Despite an obvious passion for the environment, Cr Gates understands the wide-reaching passions that put together any community.
She is often humbled by her role in “greasing the wheels’’ of the communities she has served in her local government capacity, reflecting on her partnerships with everyone from arts and tree-planting groups to traders and small business owners to achieve a common goal.
“There are so many people and groups I would never have met if I hadn’t thrown my hat in the ring in the first place,” Cr Gates said.
“I am a very motivated person and not good at sitting still, so I thought there might be a similar contribution I could make in Campaspe. “And here I am.

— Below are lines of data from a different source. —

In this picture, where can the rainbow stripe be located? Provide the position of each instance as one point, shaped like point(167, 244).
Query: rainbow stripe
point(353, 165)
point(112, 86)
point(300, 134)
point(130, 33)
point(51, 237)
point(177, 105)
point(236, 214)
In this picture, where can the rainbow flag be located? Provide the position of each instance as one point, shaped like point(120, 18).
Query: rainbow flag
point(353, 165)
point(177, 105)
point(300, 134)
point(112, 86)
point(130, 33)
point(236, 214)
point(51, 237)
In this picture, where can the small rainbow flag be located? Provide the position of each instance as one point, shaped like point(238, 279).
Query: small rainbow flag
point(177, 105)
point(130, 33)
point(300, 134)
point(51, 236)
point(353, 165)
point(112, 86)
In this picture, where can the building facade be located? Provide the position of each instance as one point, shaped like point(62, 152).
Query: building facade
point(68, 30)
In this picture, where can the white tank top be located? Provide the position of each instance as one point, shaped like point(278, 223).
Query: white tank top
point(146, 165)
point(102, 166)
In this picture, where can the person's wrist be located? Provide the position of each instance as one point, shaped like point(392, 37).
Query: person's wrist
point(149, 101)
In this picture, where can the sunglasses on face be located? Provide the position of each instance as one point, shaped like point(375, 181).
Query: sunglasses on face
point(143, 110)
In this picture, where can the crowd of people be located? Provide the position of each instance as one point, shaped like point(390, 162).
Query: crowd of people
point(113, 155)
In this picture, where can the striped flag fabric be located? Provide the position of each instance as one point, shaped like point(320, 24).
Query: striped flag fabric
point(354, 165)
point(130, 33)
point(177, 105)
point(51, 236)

“I am constantly amazed at how self-dependent and empowered our towns are.
“There is some real energy that council could tap into with the right mindset, motivation and relationship.
“I have the unique experience of having seen how things can or have been done elsewhere — both the great and the not-so-great.
“With the right resourcing, I know we are capable of delivering some amazing things for the people of Campaspe.”
Cr Gates said her priorities across the ward included roads, improving connectivity (both digital and physical) and more activities and opportunities for younger people.
The delivery of projects nominated by the community, such as rail trails and playgrounds, were also on her agenda.
She also explained that strategies to build economic development and jobs for the shire’s towns was important to the future of the region.
And as for her assessment of the council in her first year of working with the Campaspe team?
“I have seen a group of councillors who are working very well together,” she said.
“We have a common vision to support all towns across the shire, build better relationships with community and provide an environment for everyone to enjoy for the longer term.”
As for the POST-COVID-19 bucket list, Cr Gates said Tasmania’s MONA experience in Hobart was at the top of her list, while regionally she couldn’t wait to have dinner at the Colbinabbin Country Hotel.